Relatório é lido na reta final do prazo da comissão
A leitura do parecer ocorre às vésperas do encerramento do prazo de funcionamento da CPMI, autorizado até este sábado (28/3). Com isso, a análise e a votação do relatório foram aceleradas.
O colegiado tentou prorrogar os trabalhos, mas não conseguiu avançar nem junto à presidência do Senado nem no apelo ao Supremo Tribunal Federal (STF).
STF revê decisão e comissão é obrigada a concluir trabalhos
O ministro André Mendonça determinou inicialmente a extensão do prazo de funcionamento da comissão, que apura um esquema de corrupção estimado em R$ 6,3 bilhões. A decisão, porém, foi revertida pelo plenário do STF por 8 votos a 2, o que obrigou a CPMI a encerrar as atividades dentro do prazo.

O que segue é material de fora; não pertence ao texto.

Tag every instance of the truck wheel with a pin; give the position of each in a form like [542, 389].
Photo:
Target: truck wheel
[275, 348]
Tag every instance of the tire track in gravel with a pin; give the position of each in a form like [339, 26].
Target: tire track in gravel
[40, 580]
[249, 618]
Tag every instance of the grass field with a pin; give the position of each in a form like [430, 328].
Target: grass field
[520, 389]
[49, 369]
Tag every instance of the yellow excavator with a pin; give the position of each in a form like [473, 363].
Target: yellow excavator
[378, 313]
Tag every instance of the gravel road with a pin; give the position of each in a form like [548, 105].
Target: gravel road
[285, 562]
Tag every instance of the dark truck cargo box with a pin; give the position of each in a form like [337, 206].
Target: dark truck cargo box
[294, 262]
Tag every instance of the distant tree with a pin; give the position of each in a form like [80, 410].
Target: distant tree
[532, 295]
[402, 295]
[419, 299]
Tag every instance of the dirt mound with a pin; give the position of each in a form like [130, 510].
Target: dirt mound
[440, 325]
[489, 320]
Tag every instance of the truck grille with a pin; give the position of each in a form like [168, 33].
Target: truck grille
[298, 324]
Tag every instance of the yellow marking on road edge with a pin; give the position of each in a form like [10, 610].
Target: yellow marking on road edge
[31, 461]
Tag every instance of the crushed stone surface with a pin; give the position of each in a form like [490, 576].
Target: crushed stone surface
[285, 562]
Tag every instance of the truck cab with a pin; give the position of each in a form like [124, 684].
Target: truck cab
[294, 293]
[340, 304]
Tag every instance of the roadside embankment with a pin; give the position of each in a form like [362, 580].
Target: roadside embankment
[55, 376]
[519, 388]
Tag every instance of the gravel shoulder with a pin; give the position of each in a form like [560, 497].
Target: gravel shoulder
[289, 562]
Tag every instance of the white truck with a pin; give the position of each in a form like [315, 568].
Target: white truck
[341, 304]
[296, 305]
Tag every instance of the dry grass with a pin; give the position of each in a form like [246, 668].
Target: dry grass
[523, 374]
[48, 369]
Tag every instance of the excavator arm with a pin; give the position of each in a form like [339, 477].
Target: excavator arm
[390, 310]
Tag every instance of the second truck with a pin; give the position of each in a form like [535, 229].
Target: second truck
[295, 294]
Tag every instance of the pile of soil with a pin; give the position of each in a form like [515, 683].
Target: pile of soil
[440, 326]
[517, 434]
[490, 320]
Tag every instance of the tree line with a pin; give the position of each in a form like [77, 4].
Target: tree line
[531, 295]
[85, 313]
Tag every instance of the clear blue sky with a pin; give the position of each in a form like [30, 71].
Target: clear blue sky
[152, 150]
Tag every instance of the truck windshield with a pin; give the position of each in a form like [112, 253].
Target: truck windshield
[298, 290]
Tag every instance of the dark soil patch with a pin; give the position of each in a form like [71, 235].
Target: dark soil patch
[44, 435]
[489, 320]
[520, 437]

CPMI foi instalada em agosto de 2025 e dividiu apuração em três frentes
Instalada em 20 de agosto de 2025, a comissão do Congresso investiga descontos indevidos em aposentadorias e pensões do INSS. Desde então, o colegiado estruturou os trabalhos em três frentes principais.
No núcleo do INSS, foram reunidos ex-dirigentes, técnicos e procuradores do instituto, com a tarefa de esclarecer falhas na fiscalização de convênios firmados com sindicatos e associações.
Já o núcleo de sindicatos e associações concentrou representantes de entidades conveniadas ao INSS, apontadas como responsáveis por operar os descontos associativos.
Por fim, o núcleo de operadores e intermediários, descrito como central nas investigações, envolveu empresários e pessoas ligadas ao esquema, com destaque para o lobista Antônio Carlos Camilo Antunes, conhecido como “Careca do INSS”.